Rasmussen picked up an assist when Ryan jumped on a loose puck off an offensive zone face-off and zipped it past Blue Jackets goalie Joonas Korpisalo. It was Ryan's second goal of the season. He'd notch his third later that game, then his fourth in Detroit's OT win over Columbus on Tuesday. He has his shot to thank for his early success. He'll have his skating to thank if it continues.

Yeah, his skating. Ryan finished last season about 10 pounds lighter than he started it. Cutting out a bottle of wine per day was a good start. He felt quicker when he returned from rehab, quicker than he had in years, and then in the offseason he hired a skating coach for the first time in his career. He said he wanted to "prove to myself" what he's beginning to prove to everyone else: "that I still have some gas in the tank."

"I’ve been really impressed with where his skating’s at," Jeff Blashill said Wednesday. "He's skating really well. He’s obviously put time in. When he’s skating well, he can use his skillset. He’s got really good hands and a really good offensive mind, so when you’re skating like that you’re going to get opportunities."

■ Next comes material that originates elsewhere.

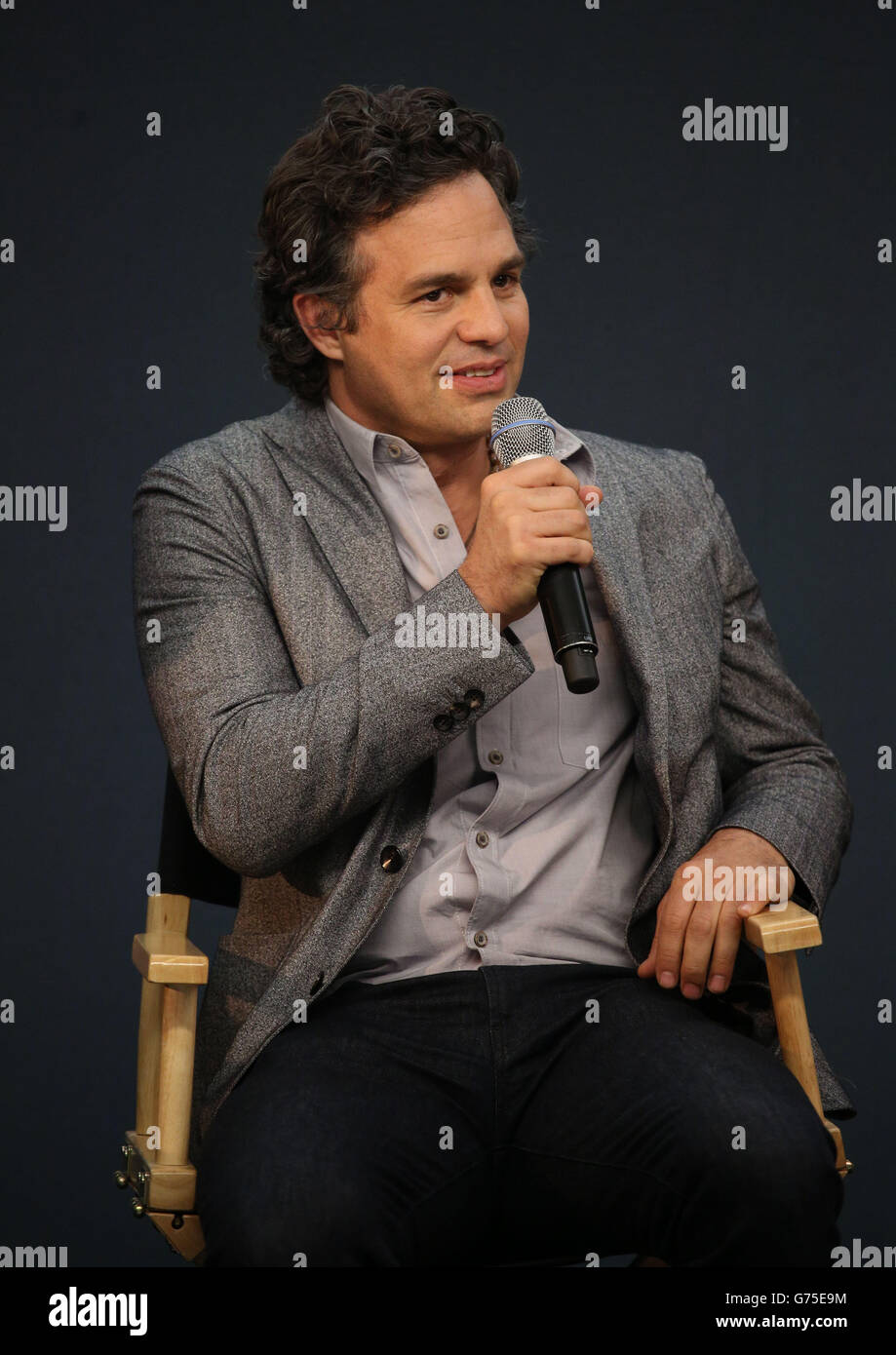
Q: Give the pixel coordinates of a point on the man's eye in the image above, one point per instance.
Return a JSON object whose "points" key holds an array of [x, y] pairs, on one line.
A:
{"points": [[433, 295]]}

Yzerman talked to a lot of people around the Senators organization prior to bringing Ryan to Detroit. He got glowing reports on Ryan the person and Ryan the teammate, reports he confirmed by speaking with Ryan himself. And ultimately Ryan the player got a contract that amounted to a flier. Yzerman called it a "no-risk signing." The hope was that Ryan would score. The only expectation was that he'd set the right example.

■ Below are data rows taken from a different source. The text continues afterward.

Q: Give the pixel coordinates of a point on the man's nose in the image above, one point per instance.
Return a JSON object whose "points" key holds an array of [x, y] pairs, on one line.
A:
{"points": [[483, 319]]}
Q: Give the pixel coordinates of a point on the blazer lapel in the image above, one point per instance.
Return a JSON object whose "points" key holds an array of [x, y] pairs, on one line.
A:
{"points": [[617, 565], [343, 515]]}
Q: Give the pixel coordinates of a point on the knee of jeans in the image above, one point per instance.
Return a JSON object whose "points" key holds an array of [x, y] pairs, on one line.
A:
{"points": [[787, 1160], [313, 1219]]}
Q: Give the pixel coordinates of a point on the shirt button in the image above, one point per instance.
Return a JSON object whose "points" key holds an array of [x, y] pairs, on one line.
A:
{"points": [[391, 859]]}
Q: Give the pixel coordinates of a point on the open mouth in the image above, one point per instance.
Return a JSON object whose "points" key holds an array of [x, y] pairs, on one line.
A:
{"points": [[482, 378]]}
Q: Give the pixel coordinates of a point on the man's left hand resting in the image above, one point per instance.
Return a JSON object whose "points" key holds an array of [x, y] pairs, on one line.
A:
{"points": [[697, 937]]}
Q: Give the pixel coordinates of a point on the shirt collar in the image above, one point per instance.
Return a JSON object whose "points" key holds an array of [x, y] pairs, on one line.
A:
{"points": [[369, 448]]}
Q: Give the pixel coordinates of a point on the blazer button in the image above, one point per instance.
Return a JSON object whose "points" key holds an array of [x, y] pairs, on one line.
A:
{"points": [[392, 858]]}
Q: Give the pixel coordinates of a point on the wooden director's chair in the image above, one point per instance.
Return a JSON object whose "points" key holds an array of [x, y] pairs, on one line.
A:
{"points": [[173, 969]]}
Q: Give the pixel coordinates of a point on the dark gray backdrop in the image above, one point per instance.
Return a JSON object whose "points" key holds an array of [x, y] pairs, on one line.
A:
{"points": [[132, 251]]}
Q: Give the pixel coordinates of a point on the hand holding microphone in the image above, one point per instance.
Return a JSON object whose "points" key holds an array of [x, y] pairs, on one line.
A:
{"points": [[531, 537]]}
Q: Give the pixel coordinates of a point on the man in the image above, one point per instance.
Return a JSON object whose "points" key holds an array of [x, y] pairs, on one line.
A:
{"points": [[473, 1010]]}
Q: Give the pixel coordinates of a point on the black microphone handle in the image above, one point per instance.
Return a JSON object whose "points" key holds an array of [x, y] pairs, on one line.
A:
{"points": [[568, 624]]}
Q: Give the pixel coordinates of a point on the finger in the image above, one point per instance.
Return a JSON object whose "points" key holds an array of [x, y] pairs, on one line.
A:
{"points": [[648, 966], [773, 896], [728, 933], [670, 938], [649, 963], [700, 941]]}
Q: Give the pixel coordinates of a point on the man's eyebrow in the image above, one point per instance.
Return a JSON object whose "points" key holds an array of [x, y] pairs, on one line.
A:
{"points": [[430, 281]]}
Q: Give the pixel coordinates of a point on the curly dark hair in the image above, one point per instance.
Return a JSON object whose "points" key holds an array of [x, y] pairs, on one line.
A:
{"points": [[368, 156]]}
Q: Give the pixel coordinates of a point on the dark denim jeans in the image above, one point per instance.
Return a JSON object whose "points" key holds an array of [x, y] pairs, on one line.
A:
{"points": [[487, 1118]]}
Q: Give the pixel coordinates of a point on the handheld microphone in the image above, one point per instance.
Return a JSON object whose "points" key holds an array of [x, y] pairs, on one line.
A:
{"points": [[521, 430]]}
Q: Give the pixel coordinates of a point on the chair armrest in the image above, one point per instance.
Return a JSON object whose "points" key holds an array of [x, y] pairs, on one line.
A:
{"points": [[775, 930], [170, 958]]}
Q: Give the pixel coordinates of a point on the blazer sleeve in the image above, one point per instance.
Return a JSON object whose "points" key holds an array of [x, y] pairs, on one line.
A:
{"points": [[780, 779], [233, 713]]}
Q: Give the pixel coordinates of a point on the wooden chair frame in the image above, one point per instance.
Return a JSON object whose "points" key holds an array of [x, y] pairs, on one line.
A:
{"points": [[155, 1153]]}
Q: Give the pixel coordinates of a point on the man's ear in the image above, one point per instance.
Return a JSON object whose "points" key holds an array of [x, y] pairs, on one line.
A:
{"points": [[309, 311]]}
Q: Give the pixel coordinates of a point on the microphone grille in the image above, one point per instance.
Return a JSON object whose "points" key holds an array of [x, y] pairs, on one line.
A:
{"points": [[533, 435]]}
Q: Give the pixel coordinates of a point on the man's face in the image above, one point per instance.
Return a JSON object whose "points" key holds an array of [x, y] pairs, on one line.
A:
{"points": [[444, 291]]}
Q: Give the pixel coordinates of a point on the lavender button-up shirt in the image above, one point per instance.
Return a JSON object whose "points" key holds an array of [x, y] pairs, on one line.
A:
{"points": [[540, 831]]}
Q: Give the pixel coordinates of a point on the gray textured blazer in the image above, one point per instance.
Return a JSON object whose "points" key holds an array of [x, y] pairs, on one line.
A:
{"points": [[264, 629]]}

Detroit was a comforting situation for Ryan. So much had changed in his life over the past year. Here was a chance to retain his role as a leader. And here was a chance to play. Here was a chance to chase those dreams in the back of his mind of racking up goals and lighting up crowds and "getting back to the Bobby Ryan I was." Ryan calls these dreams 'selfish.' Another word might be 'human.'

"For me personally, this was a prove-it year," Ryan said Monday after his two-goal game. "And an opportunity to take the step that I should have taken years ago but hadn’t been able to because of the outside stuff. So (this start) means a lot."

For now, that's all it is. A start. Ryan has put seven pucks on goal and four have gone in. That won't continue. But the jump in his step is back, and he never lost his nose for the net. They were right about Bobby Ryan. He's the kind of player you want in your locker room. Perhaps they were wrong about him, too. He's still the kind of player you want high in your lineup.